Qu’on puisse apprendre à écrire à quelqu’un


« Je ne crois absolument pas aux recettes et aux manuels, et du reste, j’ai honte de l’avouer — peut-être est-ce un sentiment réactionnaire —, mais l’Institut de Littérature me fait peur. Je comprends qu’on y travaille à élever le niveau culturel et la qualification des hommes, et je trouve que c’est, en effet, indispensable. Qu’on y enseigne le français ou l’anglais, très bien, mais qu’on puisse apprendre à écrire à quelqu’un, voilà ce que je ne comprends pas. Je ne peux parler ici que de ma propre expérience. 
J’essaie de choisir mes lecteurs et, ce faisant, je m’efforce de ne pas me rendre la tâche trop facile. Je me propose un lecteur intelligent, cultivé, avec un goût robuste et exigeant […] L’essentiel, ici, est de se représenter le lecteur et de se le représenter aussi sévère que possible. C’est ce que je fais. Le lecteur vit en moi, mais comme il y vit depuis assez longtemps, je l’ai façonné à mon image et à ma ressemblance. Peut-être a-t-il fini par se confondre avec moi. 
Lorsque vous avez terminé un récit, ne le lisez jamais à personne dans le feu de l’enthousiasme, ne courez pas faire part de la grande nouvelle : j’ai accouché ! Ce n’est pas si facile que ça. Il faut faire de gros efforts pour se retenir de courir lire son œuvre chez le voisin, pour la laisser reposer et la relire plus tard, l’esprit frais. Quand j’ai choisi mon lecteur, je songe à la manière de le duper, de l’abasourdir, ce lecteur intelligent. Je le respecte. La vieille philosophie des acteurs selon laquelle “le public est bête” est une chose épouvantable. Il faut se trouver un critique sérieux et essayer de l’impressionner jusqu’à ce qu’il en perde le souffle.
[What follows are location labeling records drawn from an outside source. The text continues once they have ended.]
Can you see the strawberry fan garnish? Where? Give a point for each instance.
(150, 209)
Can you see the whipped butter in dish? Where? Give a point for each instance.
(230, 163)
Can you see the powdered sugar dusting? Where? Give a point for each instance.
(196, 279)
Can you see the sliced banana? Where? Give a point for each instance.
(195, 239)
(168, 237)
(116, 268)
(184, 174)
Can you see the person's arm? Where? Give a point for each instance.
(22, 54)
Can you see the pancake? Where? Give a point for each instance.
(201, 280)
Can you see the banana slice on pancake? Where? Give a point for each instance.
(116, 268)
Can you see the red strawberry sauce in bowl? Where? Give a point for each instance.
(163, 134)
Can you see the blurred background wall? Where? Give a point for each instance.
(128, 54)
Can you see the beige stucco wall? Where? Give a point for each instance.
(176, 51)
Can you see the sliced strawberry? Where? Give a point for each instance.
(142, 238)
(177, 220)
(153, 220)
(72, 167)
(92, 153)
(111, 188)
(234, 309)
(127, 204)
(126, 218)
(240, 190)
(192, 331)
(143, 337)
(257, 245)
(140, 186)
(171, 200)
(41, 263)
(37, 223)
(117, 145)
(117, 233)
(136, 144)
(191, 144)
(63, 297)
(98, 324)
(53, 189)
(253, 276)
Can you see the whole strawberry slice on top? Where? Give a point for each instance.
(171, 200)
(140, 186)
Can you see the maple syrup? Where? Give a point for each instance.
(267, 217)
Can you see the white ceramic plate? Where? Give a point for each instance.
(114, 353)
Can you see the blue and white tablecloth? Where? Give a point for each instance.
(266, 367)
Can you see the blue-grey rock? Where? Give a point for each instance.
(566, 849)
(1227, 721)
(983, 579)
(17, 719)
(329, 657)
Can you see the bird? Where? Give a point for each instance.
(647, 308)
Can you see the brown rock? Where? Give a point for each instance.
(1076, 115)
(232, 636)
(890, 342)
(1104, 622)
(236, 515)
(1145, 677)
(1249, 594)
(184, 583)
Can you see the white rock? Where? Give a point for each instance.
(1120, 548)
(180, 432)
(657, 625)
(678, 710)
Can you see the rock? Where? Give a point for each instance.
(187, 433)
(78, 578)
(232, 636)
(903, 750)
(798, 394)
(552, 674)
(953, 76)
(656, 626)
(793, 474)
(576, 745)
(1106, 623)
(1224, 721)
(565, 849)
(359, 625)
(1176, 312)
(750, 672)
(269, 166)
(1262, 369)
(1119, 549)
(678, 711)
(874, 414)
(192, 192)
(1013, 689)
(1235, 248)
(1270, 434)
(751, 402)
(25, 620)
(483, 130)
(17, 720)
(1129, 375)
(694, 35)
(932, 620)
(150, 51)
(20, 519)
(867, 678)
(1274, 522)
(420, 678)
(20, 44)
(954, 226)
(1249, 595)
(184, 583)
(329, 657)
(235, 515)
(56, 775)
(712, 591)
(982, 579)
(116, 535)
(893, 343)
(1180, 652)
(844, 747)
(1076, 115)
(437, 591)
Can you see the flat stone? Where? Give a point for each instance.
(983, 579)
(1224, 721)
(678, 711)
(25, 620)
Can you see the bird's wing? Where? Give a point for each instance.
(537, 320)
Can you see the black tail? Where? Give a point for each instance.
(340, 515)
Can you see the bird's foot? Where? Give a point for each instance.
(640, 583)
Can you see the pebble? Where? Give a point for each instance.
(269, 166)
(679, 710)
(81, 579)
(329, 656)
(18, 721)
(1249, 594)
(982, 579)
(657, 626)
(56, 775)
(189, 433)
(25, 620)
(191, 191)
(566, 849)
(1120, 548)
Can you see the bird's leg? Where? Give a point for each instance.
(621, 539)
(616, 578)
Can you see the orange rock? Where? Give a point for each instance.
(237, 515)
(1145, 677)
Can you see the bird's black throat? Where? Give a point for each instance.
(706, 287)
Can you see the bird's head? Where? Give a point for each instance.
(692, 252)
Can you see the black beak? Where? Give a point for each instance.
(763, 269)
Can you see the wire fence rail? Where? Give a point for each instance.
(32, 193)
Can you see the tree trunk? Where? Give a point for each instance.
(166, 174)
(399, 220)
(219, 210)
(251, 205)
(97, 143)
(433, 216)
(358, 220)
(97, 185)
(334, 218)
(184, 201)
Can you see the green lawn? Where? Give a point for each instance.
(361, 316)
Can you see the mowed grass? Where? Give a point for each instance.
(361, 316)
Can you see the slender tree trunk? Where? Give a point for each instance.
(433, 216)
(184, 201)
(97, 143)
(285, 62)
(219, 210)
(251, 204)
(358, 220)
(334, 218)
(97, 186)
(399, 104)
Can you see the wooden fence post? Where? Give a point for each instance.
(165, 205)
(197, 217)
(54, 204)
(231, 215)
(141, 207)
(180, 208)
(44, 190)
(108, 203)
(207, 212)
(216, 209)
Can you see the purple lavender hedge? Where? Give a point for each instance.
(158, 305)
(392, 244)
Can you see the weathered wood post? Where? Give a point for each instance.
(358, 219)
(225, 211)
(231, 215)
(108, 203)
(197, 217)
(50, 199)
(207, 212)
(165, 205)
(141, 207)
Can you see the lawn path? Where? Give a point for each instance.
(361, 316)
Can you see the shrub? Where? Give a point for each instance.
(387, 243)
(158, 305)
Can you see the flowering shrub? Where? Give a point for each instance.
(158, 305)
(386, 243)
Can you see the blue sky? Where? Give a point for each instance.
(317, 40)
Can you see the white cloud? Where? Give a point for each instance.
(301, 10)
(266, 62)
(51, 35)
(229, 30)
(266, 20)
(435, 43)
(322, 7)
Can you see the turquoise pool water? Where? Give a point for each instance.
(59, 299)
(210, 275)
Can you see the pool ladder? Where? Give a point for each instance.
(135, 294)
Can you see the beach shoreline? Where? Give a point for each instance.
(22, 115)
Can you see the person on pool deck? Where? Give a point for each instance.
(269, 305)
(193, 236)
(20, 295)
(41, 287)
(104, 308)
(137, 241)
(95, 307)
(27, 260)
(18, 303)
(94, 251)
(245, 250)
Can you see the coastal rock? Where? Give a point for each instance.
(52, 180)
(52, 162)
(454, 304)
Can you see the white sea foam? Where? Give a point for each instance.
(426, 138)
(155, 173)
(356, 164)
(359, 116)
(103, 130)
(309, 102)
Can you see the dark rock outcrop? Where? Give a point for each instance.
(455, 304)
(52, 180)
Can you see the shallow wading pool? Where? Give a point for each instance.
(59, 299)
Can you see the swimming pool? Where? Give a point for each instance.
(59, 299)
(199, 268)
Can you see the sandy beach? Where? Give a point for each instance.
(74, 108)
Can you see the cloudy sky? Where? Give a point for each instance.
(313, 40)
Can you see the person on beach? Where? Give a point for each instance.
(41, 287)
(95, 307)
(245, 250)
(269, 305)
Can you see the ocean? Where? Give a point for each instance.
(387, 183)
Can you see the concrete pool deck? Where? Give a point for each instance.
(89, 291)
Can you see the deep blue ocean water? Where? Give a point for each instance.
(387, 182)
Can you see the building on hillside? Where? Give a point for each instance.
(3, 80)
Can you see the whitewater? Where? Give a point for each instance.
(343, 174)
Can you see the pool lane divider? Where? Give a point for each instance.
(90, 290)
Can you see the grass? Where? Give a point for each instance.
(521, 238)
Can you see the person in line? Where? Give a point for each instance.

Voilà l’ambition qu’il faut avoir. Et dès que ce sentiment s’éveille en vous, vous cessez de faire des grimaces. » 

Isaac Babel



samedi 7 septembre 2013

L’art absurde d’être heureux




« Dès mon jeune âge, j’avais consacré toutes les forces de mon être à composer des nouvelles, des pièces, des milliers d’histoires. Elles reposaient sur mon cœur comme des crapauds sur une pierre. Possédé par un orgueil diabolique, je ne voulais pas les écrire prématurément. Écrire moins bien que Léon Tolstoï me semblait une perte de temps. Mes histoires étaient destinées à survivre à l’oubli. Une pensée intrépide, une passion dévorante ne valent la peine qu’elles nous ont coûtée que si elles sont revêtues de beaux habits. Comment les confectionner, ces habits ?
 L’homme qu’une pensée a pris au lasso, qui file doux sous son regard de serpent, trouve difficile d’user sa salive à prononcer des mots d’amour insignifiants et creux. Il a honte de pleurer de chagrin. Il n’est pas assez intelligent pour rire de bonheur. Le rêveur que j’étais ne possédait pas l’art absurde d’être heureux. 
[…] Une très bonne histoire n’a pas besoin de ressembler à la vie réelle ; c’est la vie qui, de toutes ses forces, cherche à ressembler à une très bonne histoire. » 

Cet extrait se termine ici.